- Ibsen uses the motif of the ‘tarantella’ to communicate the evolution of Nora’s relationship with Helmer over a period of time, potentially ending with the dance. Nora learned this form of dance on a trip to Capri for which she borrowed money to help Torvald recover from his illness. Thus this dance is a symbol of recovery and happiness for them. However, the dress is discovered in ruins after Krogstad comes in and plans to destroy Nora and Torvald’s relationship which suggests the approaching destruction of their relationship. Mrs Linde encourages Nora by saying “it’s only the trimming come away here and there” suggesting that it can be “put right” with a bit of work. However, the fact that Torvald doesn’t like the sight of mending lying about which is a metaphor for their relationship, suggests that he wants everything to be perfect and cannot possibly stand anything wrong in a relationship. When Nora senses that everything is going to go wrong, she asks Torvald to tell her “what to do” keep her right as he always does, suggesting her desire for their relationship to back to being the way it was, seemingly perfect. The wildness and the tempo of her dance indicate her last wish to be her husband’s puppet and try to ‘recover’ their relationship or capture the happiness as in the moment in Italy. The tarantella is thus used as a motif to show the development of their relationship, it’s end coinciding with the end of their relationship.
- The costume serves as a theatrical symbol for Nora’s persisting desire to obey Torvold as she continues to fulfill his requests – as Nora expresses that Torvold wants her to wear the costume as a Neapolitan Fisher Lass to the ball. Literally, this is Helmer dressing Nora up as a doll, and figuratively, Helmer expressing his control over her. Furthermore, Nora tells Ms Linde “Torvold can’t stand the sight of mending lying about,” not just depicting the extent to which Nora goes to please him, but reinforces Torvold’s intolerance of the presence of ‘feminine’ activities and unfinished, imperfect things – tying with the theme of patriarchy and reputation.
Torvold’s desire for control and correspondingly, Nora’s lack of complicity to give it to him is expressed through when Nora practices the tarantella dance. This is in contrast to the symbolism which the dress holds – representative of the Nora’s submission to Torvold and the image they intend to present to public. Nora “snatches the tambourine out of the box … then with a bound she leaps forward.” Helmer immediately comments “not so fast!” and “not so wild!” but Nora responds she “can’t help it.” The way which Nora performs the dance is theatrically expressive of Nora’s emotions and desires via her movements, disregarding the gentle and feminine-like nature of the dance she is supposed to follow instead.

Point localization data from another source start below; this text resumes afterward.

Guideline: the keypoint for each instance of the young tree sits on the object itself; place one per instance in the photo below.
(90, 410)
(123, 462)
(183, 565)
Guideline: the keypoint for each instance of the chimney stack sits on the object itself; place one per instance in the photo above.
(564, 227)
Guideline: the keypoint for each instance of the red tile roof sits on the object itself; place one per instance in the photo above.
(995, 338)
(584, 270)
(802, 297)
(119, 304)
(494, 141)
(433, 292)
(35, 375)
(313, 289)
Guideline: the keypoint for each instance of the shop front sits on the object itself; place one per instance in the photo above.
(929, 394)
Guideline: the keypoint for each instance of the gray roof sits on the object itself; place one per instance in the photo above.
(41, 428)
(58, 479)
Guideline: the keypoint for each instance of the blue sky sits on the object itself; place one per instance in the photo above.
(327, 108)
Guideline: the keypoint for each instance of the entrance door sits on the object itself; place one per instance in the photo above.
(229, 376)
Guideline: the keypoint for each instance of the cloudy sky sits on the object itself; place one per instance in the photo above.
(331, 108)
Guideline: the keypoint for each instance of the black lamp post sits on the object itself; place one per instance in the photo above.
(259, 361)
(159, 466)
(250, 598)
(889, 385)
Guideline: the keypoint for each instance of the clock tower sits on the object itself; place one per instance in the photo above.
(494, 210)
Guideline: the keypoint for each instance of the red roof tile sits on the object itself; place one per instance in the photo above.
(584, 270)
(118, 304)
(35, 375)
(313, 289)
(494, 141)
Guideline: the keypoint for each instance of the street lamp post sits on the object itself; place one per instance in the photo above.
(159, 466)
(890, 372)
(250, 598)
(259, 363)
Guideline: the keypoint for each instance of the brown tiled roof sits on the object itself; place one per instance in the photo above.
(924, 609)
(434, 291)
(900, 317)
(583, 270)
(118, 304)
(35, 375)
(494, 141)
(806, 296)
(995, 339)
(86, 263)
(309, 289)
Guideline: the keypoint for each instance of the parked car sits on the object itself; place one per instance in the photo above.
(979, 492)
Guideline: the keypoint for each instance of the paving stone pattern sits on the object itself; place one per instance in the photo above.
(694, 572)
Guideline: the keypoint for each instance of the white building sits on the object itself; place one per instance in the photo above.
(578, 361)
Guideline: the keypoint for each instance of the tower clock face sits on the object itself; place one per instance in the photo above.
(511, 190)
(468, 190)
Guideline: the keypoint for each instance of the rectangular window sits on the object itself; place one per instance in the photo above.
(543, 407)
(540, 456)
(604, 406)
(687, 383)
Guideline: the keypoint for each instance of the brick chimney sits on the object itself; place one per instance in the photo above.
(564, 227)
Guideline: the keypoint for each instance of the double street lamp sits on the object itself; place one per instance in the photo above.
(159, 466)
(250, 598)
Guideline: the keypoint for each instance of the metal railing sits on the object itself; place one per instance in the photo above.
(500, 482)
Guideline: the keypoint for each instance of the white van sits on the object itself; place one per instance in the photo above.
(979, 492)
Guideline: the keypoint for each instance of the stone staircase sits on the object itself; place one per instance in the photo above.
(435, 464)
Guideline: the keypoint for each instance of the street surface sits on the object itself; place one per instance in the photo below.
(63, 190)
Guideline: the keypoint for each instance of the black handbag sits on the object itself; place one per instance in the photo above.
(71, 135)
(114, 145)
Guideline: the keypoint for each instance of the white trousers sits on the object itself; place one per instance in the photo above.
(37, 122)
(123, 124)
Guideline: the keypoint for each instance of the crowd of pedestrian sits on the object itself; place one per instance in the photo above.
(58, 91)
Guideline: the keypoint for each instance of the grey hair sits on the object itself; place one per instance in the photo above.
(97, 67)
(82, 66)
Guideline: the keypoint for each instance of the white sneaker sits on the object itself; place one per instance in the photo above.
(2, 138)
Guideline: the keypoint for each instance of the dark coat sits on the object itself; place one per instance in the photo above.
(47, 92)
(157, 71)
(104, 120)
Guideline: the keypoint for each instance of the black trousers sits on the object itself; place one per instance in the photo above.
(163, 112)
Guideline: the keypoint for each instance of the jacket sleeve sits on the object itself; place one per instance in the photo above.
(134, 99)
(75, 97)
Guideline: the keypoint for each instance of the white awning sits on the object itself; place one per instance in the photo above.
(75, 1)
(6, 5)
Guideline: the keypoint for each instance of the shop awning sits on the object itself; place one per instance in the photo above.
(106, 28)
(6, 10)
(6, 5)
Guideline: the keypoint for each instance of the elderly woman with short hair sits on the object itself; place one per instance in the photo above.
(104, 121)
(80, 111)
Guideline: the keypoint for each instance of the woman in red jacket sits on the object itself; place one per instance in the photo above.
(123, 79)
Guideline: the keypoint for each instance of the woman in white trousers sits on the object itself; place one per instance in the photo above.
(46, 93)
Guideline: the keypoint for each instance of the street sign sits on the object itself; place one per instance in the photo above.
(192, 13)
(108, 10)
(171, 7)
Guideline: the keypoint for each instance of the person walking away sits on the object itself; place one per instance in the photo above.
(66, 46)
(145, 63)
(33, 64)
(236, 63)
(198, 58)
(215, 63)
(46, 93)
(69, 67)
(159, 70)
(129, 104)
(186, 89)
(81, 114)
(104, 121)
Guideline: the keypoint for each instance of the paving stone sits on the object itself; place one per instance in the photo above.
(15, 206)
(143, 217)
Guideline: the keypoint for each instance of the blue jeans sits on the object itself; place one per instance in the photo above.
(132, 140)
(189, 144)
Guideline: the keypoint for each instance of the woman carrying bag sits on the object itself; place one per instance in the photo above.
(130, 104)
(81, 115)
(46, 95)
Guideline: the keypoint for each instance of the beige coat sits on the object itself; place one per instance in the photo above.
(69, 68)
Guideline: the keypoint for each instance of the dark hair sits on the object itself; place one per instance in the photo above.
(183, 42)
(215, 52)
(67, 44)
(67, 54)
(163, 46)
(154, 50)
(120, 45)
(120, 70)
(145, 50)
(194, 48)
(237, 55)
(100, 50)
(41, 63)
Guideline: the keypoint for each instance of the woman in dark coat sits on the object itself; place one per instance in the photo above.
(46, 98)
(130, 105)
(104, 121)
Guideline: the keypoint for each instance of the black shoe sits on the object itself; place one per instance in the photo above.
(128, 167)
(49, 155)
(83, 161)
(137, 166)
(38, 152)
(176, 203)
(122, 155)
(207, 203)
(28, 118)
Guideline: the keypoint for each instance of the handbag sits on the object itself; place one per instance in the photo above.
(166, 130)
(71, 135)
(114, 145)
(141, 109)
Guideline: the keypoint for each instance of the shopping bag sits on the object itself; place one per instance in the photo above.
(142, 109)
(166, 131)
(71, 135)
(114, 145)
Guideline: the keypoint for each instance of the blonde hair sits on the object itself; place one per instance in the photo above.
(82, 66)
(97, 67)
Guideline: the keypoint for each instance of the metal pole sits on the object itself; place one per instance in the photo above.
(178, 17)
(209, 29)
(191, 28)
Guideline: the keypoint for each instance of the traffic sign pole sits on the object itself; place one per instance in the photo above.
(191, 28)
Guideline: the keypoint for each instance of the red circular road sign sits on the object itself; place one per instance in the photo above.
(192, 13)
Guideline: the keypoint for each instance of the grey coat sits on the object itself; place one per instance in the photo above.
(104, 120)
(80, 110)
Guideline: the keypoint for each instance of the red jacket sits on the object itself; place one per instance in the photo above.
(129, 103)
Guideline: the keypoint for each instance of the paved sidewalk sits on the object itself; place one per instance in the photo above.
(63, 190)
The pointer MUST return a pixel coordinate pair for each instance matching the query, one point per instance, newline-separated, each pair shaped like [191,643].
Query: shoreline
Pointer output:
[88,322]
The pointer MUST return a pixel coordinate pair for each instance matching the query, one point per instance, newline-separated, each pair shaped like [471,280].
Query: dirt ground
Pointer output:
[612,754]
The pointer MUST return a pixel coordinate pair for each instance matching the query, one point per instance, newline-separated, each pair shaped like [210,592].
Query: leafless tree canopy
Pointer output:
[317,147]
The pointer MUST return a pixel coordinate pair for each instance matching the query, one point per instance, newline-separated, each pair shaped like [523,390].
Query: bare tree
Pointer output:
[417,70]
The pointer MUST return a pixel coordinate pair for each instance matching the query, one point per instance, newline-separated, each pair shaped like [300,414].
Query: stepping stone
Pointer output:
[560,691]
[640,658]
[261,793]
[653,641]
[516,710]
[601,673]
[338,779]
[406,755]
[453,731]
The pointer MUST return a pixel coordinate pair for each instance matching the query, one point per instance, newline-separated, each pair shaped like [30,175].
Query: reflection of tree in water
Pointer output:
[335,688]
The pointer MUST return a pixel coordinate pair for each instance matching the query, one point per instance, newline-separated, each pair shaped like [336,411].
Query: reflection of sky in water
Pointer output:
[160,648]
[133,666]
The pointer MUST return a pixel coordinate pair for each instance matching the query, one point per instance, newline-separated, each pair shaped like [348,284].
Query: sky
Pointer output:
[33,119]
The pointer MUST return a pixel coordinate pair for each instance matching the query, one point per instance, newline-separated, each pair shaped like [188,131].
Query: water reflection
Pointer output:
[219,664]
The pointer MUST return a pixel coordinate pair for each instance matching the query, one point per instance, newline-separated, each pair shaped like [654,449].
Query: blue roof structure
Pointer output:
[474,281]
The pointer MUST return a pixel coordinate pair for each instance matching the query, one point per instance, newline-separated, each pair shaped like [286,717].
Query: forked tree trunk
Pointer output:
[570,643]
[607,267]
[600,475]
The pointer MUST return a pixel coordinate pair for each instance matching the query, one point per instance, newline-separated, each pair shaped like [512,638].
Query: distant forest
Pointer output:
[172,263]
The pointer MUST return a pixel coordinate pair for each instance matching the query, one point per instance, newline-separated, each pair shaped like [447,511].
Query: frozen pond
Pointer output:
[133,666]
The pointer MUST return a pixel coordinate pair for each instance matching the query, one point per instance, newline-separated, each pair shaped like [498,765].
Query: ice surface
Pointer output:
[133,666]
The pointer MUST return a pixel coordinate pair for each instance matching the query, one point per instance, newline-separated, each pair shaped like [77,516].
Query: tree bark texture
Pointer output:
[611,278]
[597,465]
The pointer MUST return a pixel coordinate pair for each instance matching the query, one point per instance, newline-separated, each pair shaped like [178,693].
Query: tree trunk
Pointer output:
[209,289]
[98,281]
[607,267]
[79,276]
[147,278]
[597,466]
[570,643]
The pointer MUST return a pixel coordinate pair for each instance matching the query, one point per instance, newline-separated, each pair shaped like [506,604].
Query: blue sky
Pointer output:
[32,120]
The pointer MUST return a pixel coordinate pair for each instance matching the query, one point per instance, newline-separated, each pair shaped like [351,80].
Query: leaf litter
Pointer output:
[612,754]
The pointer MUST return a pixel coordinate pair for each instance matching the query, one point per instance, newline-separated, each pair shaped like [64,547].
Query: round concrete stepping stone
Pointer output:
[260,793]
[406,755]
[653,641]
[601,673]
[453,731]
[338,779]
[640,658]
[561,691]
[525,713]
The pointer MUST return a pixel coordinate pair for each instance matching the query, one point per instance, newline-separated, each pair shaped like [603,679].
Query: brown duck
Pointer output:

Nora’s conscious choice to ignore Torvold’s comments are illustrative of her growing independence or lack of care to listen/please him.
The costume and upcoming dance also references the time which Helmer and Nora went to Italy, as Nora says “Torvold made [the dress] for me down there.” This was also where Nora disclosed she had secretly borrowed the money from Krogstad – what the explicit conflict of the entire play revolves around. Toward the end of the act this reference is expanded upon as Nora says to herself “then twenty-four hours till the next midnight. Then the tarantella will be over. Twenty-found and seven? Thirty-one hours to live.” The theatrical event of the ball is representative of what Nora plans to do next, which she is currently scheming and foreshadows a big occurence – the build up to the ball as a metaphor to a big reveal after a countdown.
The ball itself is also associated with formality, class, and a place of social gathering. The dance and costumes are representative of the statement which each person/couple wants to make. Hence, the ball could be theatrical symbolic of a physical place to establish image and impression to society.